When only one group is measured, evaluation risks shortcomings due to "maturation". This is the risk that evaluation indicators are measuring only growth that would have occurred naturally through the maturation process, rather than growth due to program activities.(12) For instance, measuring math skills of 5th graders will most likely produce improved indicators simply because of the normal educational process and brain function, not necessarily the impact of a tutoring program. History threats are similar and reflect events or changes in the surrounding environment that may have altered the results, as opposed to program activities.(13) For example, if a country is improving the economy and spending more on healthcare, it is possible that a decline in child mortality would have been attributed to these external factors rather than a specific intervention. It would be in the interest of the evaluator to examine potential confounding variables and processes of maturation in the final evaluation.

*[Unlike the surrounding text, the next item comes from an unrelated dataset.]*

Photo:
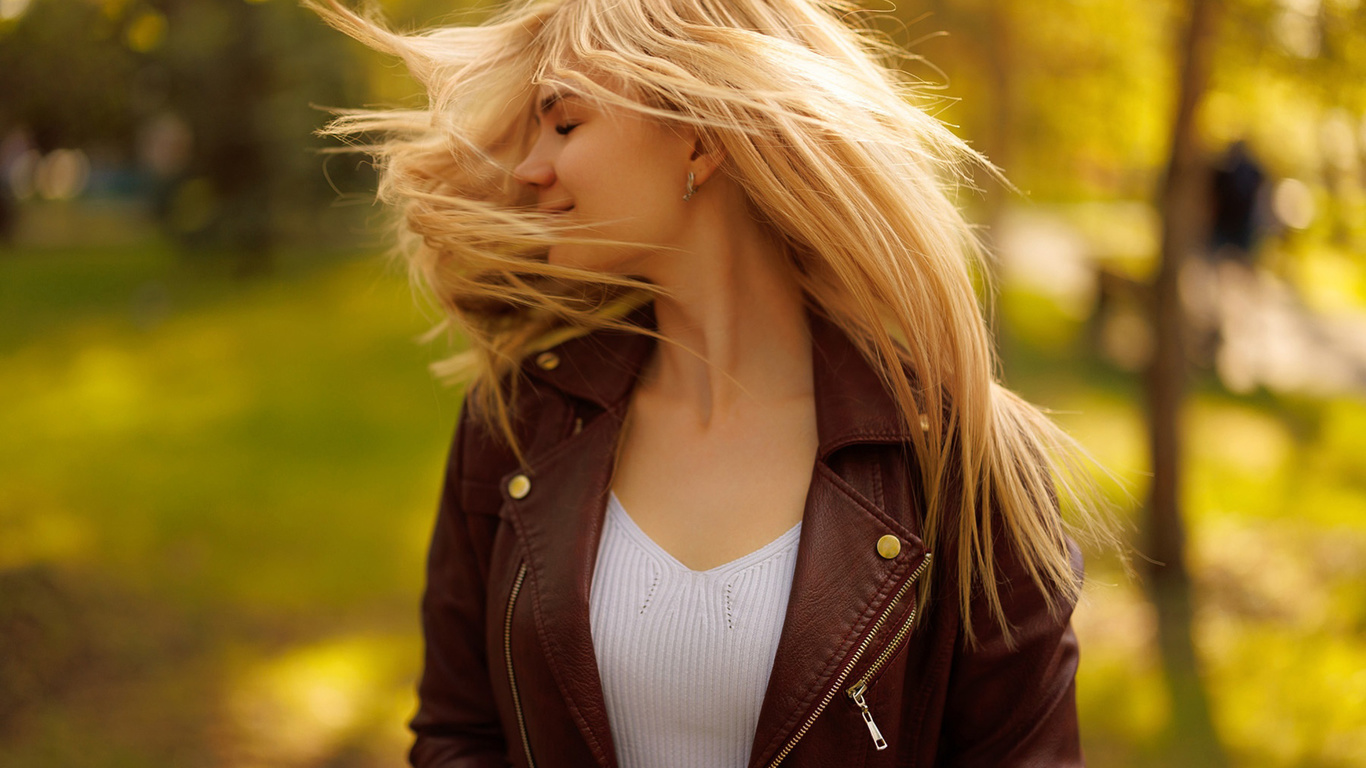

Go To Module 13: Logic Models >>

Footnotes

(1) Bamberger, M., Rugh, J., and Mabry, L. (2006). Real world evaluation: Working under budget, time, data, and political constraints. Thousand Oaks, CA: Sage Publications, Inc.

(2) The World Bank. (n.d.). Impact evaluation: Evaluation designs. Poverty Reduction and Equity.

(3) Gribbons, B., and Herman, J. (1997). True and quasi-experimental designs. Practical Assessment, Research and Evaluation,  5(14).

(4) Harrell, A., Burt, M., Hatry, H., Rossman, S., Roth, J., and Sabol., W. (n.d.). Evaluation strategies for human service programs: A guide for policymakers and providers. Washington, DC: The Urban Institute.

(5) United Nations World Food Programme. (n.d.). Monitoring and evaluation guidelines: What is RBM oriented M&E? Rome, Italy: United National World Food Programme Office of Evaluation and Monitoring.

(6) Bamberger, M., Rugh, J., and Mabry, L. (2006).

(7) Shadish, W.R., Cook, T.D., and Campbell, D.T. (2002). Experimental and quasi-experimental designs for generalized causal inference. Boston, MA: Houghton Mifflin.

(8) Bamberger, M., Rugh, J., and Mabry, L. (2006).

(9) Fisher, A. and Foreit, J. (2002). Designing HIV/AIDS intervention studies: An operations research handbook. Washington, DC: Population Council.

(10) Ibid.

(11) Slack, M.K. and Draugalis, J.R. (2001). Establishing validity of experimental studies: Threats to internal validity. American Journal of Health-System Pharmacy 58(22).

(12) Trochim, W.M.K. and Donnelly, J.P. (2006). Research methods knowledge base. Cengage Learning.

(13) Issel, L.M. (2009). Health program planning and evaluation: A practical, systematic approach for community health (2nd ed.)  Sudbury, MA: Jones and Bartlett Publishers.